Trains : la LNMP, ligne de tous les dangers ?
Grâce au conseil de l’agglo du 23 avril 2026, la question n’est plus seulement de savoir comment se feront les forages d’Issanka pour vérifier si la ligne LGV peut passer sur cette source, mais s’ils peuvent exister sans réouverture réelle du débat politique.
Mais à voir l’article dans la presse papier locale avec la photo du président de SAM et la titraille suivante : Loïc Linarès, Sète agglopole « forages : il n’y a pas de danger », on a presque envie de recommander un pastis, sans trop le noyer d’une eau si rare, même si en tant qu’administré on se sent complètement rassuré.

La machine LNMP (Ligne Nouvelle Montpellier-Perpignan) poursuivait sa route, portée par l’État, la SNCF et la Région Occitanie. Mais ce jeudi, au conseil communautaire de Sète Agglopôle, quelque chose s’est fissuré.
Le sujet : l’arrêté préfectoral du 8 avril 2026 autorisant des investigations géotechniques sur le périmètre protégé du captage d’Issanka, la ressource qui alimente Sète en eau potable. Jusqu’ici traité comme une étape technique du futur viaduc de Poussan, le dossier est devenu un problème politique que beaucoup d’élu·es ont trop tendance à minimiser. Cette fois, l’exécutif communautaire n’a plus pu se contenter de la communication de maîtrise d’ouvrage.
Loin du « toit calcaire »
Dans le Midi Libre, le président socialiste de Sète Agglopôle, Loïc Linarès, connaissait bien ses éléments de langage : « nos experts, nos ingénieurs, nous disent qu’il n’y a pas de risque ». Il y affirmait que les forages prévus ne descendraient qu’à 16 mètres, loin du « toit calcaire » protégeant la ressource en eau. Une parole destinée à rassurer et à maintenir la ligne politique suivie depuis des mois : accompagner le projet LNMP tout en donnant des gages de vigilance environnementale.
La majorité communautaire doit d’un côté, ne pas entrer en conflit frontal avec la Région et la SNCF et de l’autre, répondre à une inquiétude locale qui monte à mesure que le projet se précise. Une position d’autant plus délicate que la LNMP est un marqueur politique fort de la majorité régionale de Carole Delga, dont Loïc Linarès reste un allié territorial.
Conseil communautaire : malaise et verrou politique
Le vœu adopté jeudi et proposé par les élu·es de la ville de Sète n’est pas une simple anecdote. Il ne se limite pas à réclamer « la transparence ». Même si ce vœu sur Issanka n’a pas de portée juridique immédiate, il constitue un véritable verrou politique dans un dossier jusque-là conduit selon une logique descendante. En demandant officiellement « la suspension de toutes interventions ou travaux » liés aux forages autorisés par la préfète, les élu·es communautaires créent un rapport de force inédit face à la SNCF et à l’État.

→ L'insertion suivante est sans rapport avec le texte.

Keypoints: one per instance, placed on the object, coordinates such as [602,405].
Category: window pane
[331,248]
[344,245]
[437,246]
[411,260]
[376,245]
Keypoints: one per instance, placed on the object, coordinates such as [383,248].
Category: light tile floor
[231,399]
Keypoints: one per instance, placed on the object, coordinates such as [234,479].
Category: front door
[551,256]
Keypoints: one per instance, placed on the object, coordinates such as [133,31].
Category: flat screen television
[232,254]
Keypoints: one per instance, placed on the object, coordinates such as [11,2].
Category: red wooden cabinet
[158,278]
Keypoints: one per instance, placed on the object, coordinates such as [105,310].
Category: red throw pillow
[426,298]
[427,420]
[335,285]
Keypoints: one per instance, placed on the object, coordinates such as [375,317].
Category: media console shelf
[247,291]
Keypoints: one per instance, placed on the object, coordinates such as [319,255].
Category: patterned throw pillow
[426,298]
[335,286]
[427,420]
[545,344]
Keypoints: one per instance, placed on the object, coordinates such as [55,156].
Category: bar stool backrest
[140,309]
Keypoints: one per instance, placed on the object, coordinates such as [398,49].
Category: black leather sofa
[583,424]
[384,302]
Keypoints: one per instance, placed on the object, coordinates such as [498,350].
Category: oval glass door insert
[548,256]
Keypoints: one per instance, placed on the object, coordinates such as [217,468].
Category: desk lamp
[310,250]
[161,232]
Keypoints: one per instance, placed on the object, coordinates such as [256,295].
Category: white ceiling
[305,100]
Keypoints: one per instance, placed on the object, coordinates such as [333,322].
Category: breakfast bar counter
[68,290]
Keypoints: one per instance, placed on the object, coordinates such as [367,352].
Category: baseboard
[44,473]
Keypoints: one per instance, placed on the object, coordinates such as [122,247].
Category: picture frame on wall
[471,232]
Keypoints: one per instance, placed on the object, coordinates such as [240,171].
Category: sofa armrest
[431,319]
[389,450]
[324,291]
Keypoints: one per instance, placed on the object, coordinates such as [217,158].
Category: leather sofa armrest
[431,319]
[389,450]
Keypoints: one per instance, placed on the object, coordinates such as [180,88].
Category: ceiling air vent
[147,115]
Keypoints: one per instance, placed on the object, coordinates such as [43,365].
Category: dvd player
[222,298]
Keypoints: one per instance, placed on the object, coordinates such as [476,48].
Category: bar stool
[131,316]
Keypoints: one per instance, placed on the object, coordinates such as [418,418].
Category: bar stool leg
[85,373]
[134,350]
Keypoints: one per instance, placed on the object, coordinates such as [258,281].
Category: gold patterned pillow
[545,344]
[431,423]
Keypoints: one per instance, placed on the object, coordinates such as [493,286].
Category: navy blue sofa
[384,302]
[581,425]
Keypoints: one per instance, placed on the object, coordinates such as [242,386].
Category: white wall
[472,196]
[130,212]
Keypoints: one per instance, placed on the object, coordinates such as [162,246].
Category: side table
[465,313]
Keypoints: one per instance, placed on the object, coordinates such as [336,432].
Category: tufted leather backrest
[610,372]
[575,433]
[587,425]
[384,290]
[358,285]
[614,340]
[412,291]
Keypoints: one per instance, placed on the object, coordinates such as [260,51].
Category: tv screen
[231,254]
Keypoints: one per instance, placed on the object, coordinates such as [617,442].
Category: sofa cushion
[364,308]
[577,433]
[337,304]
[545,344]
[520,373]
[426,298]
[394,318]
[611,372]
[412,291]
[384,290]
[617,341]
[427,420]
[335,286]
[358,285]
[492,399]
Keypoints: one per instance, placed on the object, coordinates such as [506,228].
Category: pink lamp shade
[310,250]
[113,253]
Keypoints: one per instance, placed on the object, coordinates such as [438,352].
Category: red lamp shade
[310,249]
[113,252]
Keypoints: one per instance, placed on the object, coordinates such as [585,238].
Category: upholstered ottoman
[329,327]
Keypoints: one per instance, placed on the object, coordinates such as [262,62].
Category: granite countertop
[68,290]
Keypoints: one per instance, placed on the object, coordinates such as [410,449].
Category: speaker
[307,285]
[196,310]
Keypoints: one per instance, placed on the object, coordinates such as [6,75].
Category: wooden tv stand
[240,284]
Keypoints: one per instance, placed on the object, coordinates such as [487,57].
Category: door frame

Le vœu pose l’obligation de partager enfin les études et avis techniques jusqu’ici peu accessibles aux élu·es comme à la population. Le texte ouvre la voie à un groupe de travail pluraliste capable, si nécessaire, d’engager un recours contre l’arrêté préfectoral avant le 5 juin.
Laura Seguin a résumé l’enjeu : « ce groupe de travail ne doit pas être une simple formalité. » La conseillère d’opposition a surtout déplacé le débat en affirmant que « rien n’est immuable tant qu’il est encore temps » concernant le tracé de la LNMP. Et d’avertir : « Si les conclusions montrent un risque pour la ressource en eau ou même trop d’incertitude, alors il faudra avoir le courage de faire un recours. » Bref ! C’est un coup d’arrêt politique. Pas juridique à ce stade, mais politique.
Loïc Linarès a tenté de reprendre la main en plaidant pour « une démarche ouverte » et un « accès aux informations ». Mais son intervention a aussi révélé le déséquilibre réel du rapport de force. « Nous subissons une démarche puissante d’un groupe comme la SNCF sur un projet qui part directement du bureau du Premier ministre », a-t-il reconnu.